Finance and Competitiveness in Developing Countries

By José María Fanelli; Rohinton Medhora | Go to book overview

5

International trade, productivityand competitiveness

The case of the Indonesian manufacturing sector

Ari Kuncoro


1.Introduction: Competitiveness, macroeconomicand financial problems

The growth path of the Indonesian economy from the late 1960s to the early 1990s was not always smooth. Indonesia experienced several economic crises, usually dictated by the development of external events, which resulted in the deterioration of the current account. The problem stemmed from the fact that throughout the 1970s, Indonesian exports depended heavily on oil, gas and primary products. From 1973 to 1980, the value of Indonesian exports was dominated by oil, gas and timber, which made up approximately 60 per cent of the total exports. As more and more processing plants developed domestically, the share of semi-processed goods in total exports rose steadily, and from the mid-1980s to the early 1990s became one of the most important foreign exchange earners.

According to Haque (1995), competitiveness is defined as an economy's ability to grow and to raise the general living standard of its population without being constrained by balance-of-payment difficulties. In other words, competitiveness is defined as the capacity to increase productivity without generating a balance-of-payment crisis. We use this definition of competitiveness to examine the evolution of economic growth and current account sustainability in Indonesia.

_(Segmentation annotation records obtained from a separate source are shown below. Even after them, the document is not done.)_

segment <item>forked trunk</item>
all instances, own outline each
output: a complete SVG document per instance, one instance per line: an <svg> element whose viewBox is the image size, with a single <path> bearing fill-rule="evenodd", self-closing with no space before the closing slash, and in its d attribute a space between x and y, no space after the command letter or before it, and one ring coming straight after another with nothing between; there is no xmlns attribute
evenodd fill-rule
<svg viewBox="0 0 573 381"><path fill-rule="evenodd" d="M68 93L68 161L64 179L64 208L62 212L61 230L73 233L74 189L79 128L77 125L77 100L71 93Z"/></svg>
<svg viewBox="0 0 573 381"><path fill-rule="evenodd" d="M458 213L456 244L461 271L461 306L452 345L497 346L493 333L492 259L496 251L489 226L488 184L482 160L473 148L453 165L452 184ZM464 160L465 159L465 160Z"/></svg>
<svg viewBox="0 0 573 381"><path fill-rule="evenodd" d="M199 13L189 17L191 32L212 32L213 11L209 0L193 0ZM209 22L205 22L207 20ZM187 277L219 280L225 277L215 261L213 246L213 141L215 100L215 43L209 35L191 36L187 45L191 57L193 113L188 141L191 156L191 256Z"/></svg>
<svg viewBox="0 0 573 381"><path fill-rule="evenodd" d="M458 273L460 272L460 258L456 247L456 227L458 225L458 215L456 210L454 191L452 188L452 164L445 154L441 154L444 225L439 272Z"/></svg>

The structure of Indonesian exports (heavily dependent on oil and gas and natural resource products) made the current account very vulnerable to international price fluctuations. The increase in oil prices in 1973 helped the government finance its economic development plan. 1 On the negative side, the heavy dependence of the government on oil export revenues made the economy very vulnerable to the fluctuations in oil and other primary commodity prices on the international market. It is not too surprising that in an economy where government expenditures constitute most of the domestic purchasing power, any balance-of-payment crisis immediately translates into low or even negative economic growth. In the 1982-3 period, Indonesia was hit by the economic crisis that resulted from the drop in oil prices. The crisis worsened because of the fall in primary commodity prices in international markets as industrialized countries entered economic recession. The current account deficit suddenly soared from a mere 0.67 per cent of GDP in 1980 to 6.2 per cent of GDP in 1982 and 8.1 per cent of GDP in 1983.